Good news for the Dakotas, but we get to live in Colorado! If you’d like more information about your neighborhood or how you can make this market work for you, call, text, email or comment here and we’ll talk.

As a follow-up to my previous article about the housing market and the mainstream media, I thought I’d post this. Just in from
The Wall Street Journal it seems they’re finally confident to announce what we’ve been watching here in Denver for the past six months.

From here on, housing is unlikely to drag the U.S. economy down further. It will instead reflect the strength or weakness of the overall economy: The more jobs, the more confident Americans are about keeping their jobs, the more they are willing to buy houses.

Though one thing in the article is not likely to affect the Denver market.

The biggest threat is a large shadow inventory of unsold homes, homes which owners won’t put on the market because they are underwater, homes that will be foreclosed eventually and homes owned by lenders. They have been trickling onto the market, slowed in part by government efforts to delay foreclosures; a flood could reverse the recent rise in prices.

In Denver, the ‘Shadow’ is but a phantom. We currently have such low inventory, especially in homes priced under $250k, and our pre-foreclosure stats are well below the national average. Combine this with the Colorado’s swift foreclosure process and the fact that we hit the slump ahead of the curve, allowing us to recover sooner, we are not counting on a glut of “Shadow Inventory”.
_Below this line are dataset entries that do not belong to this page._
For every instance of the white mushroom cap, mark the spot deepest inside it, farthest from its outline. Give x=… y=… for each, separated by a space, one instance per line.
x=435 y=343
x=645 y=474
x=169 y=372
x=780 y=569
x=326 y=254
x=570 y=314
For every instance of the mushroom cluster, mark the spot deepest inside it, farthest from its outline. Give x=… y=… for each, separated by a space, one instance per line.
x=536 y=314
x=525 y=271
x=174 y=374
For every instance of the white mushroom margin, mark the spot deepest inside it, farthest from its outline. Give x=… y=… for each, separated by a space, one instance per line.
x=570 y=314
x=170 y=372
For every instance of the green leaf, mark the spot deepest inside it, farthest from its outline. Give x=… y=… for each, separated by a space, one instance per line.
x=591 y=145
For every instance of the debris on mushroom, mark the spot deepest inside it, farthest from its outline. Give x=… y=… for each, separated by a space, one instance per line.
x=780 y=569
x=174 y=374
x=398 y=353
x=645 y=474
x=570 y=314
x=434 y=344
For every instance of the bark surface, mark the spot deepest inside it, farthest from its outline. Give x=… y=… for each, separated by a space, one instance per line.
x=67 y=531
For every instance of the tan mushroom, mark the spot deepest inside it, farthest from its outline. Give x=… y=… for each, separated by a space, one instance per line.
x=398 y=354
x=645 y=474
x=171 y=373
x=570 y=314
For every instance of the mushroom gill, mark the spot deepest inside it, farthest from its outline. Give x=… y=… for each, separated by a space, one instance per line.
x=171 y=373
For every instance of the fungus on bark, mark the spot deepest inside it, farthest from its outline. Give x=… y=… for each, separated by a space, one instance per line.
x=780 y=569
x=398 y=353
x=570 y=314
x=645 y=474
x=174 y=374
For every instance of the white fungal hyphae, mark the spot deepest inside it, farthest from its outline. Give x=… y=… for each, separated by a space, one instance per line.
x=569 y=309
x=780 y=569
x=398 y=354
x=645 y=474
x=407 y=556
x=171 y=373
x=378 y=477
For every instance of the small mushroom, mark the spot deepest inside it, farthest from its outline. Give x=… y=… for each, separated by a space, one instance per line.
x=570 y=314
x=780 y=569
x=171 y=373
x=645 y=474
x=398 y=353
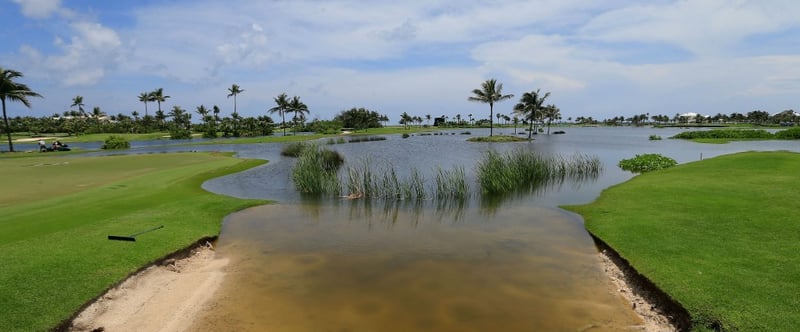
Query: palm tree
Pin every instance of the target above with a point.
(299, 108)
(489, 93)
(13, 91)
(145, 97)
(97, 113)
(551, 112)
(528, 105)
(158, 96)
(233, 91)
(282, 104)
(78, 102)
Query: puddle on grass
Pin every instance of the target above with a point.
(350, 268)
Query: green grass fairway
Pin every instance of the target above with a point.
(56, 214)
(721, 236)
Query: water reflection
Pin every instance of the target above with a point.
(358, 266)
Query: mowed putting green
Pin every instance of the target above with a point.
(56, 214)
(720, 236)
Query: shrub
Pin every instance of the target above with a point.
(115, 142)
(359, 139)
(496, 139)
(646, 163)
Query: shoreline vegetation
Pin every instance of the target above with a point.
(498, 175)
(718, 236)
(58, 243)
(727, 135)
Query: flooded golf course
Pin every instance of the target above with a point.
(516, 264)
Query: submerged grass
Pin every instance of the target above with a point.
(367, 181)
(452, 184)
(294, 149)
(316, 171)
(521, 169)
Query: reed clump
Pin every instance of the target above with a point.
(359, 139)
(519, 169)
(365, 180)
(316, 171)
(293, 149)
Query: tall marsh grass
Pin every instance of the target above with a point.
(316, 171)
(520, 169)
(383, 182)
(452, 184)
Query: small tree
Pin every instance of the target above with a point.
(489, 93)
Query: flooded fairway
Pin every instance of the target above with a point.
(348, 267)
(515, 264)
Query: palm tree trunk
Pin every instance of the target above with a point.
(530, 129)
(8, 128)
(491, 121)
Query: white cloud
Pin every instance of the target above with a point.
(86, 56)
(39, 9)
(705, 28)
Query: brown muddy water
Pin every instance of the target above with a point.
(351, 267)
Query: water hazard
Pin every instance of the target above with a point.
(348, 267)
(518, 265)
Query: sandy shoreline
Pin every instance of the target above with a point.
(165, 297)
(169, 296)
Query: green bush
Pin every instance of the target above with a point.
(646, 163)
(115, 142)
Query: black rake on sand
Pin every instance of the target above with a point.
(132, 237)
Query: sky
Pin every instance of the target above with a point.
(599, 58)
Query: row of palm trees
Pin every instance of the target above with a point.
(13, 91)
(285, 105)
(530, 107)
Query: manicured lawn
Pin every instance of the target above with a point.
(720, 236)
(56, 214)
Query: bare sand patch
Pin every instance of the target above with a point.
(658, 313)
(164, 297)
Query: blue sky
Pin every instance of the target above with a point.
(596, 58)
There was a time, early in my real estate career, when I would take buyers out “window shopping”, testing the waters to get a feel for what my clients liked, before they had talked to a lender. More seasoned agents would scoff, “I don’t let a buyer in my car if they’re not pre-qualified!” I felt this was harsh. After all, loans were easy to come by and “pre-qualified” lender letters weren’t worth much. (It’s a pre-approval you’re looking for, anyway.)
Those days are over.
Though interest rates are still at historic lows, loan approval is harder to get. Even those who think their ducks are all lined up may find something sneaky lurking in their credit report: that Victoria Secret card you forgot to pay in the rush to the alter, the seventeen applications you filled out to finance the wedding, the car you had to buy last month when you blew a gasket on the Civic and that FreeCreditReport.com service you’re paying for is not the same as the credit score your lender pulls. Other factors, like your debt-to-income ratio may be working against you if your credit card balances are high. Now that the market is hot, don’t let the numbers leave you out in the cold.
So when your agent tells you to talk to a lender and get pre-approved before you go house-hunting, assume she knows what she’s talking about. It will not only give you a pretty accurate assessment of how much house you can afford and what your payment will be, it will save you (and her) valuable time. I’ve found many buyers their dream home, watched them fall in love, and witnessed the heartbreak when what they thought was pre-approval didn’t pan out. Some lenders have you fill out online applications (a drag, I know) and zip out a BING! YOU’RE APPROVED! message without having enough information to be sure. Best practice is to set up an appointment, have an in-depth phone call, or follow-up on that online application with the necessary paperwork (tax returns, pay stubs, etc.) your lender asks for. Real estate agents are your best resource for mortgage brokers and lenders because we work with them all day long. We know who answers their cellphone at five o’clock on a Saturday, guides the loan through underwriting and shows up at the closing table. And we know who doesn’t.
These days, before I put a buyer in my car, I want them pre-approved. I also want them to schedule a clear window of time to look at houses and be prepared to write an offer on the first one they fall in love with, because by some miracle, in 2012 that house may not be there tomorrow.